Here's a bug someone filed that hasn't even so much as gotten a response after
nearly eight months:

[https://github.com/zim-desktop-wiki/zim-desktop-
wiki/issues/...](https://github.com/zim-desktop-wiki/zim-desktop-
wiki/issues/954)

------
stippenplan
I adopted vim-wiki a little while ago and have really appreciated its
functionality. I like that all files are plain text and located in a single
folder. It is easy to reach from anywhere in vim, providing simple means to
quickly make a note of todo/diary items during work.

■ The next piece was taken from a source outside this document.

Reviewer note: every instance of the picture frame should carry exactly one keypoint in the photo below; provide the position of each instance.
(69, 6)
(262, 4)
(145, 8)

Also, I greatly enjoy that it allows for making local references in between
your wiki files. A simple link towards another wiki- or diary-entry allows you
to jump to that note. It is not only nice for navigation, but also to explore
connections between your thoughts. To understand those connections better, I
create a simple script (vimwikigraph [0]) to draw these connections using the
DOT language [1].

In that way it is similar to Roam [2] I think, although I have not used it
myself.

[0]
[https://github.com/maxvdkolk/vimwikigraph](https://github.com/maxvdkolk/vimwikigraph)

[1]
[https://graphviz.gitlab.io/_pages/doc/info/lang.html](https://graphviz.gitlab.io/_pages/doc/info/lang.html)

[2] [https://roamresearch.com/](https://roamresearch.com/)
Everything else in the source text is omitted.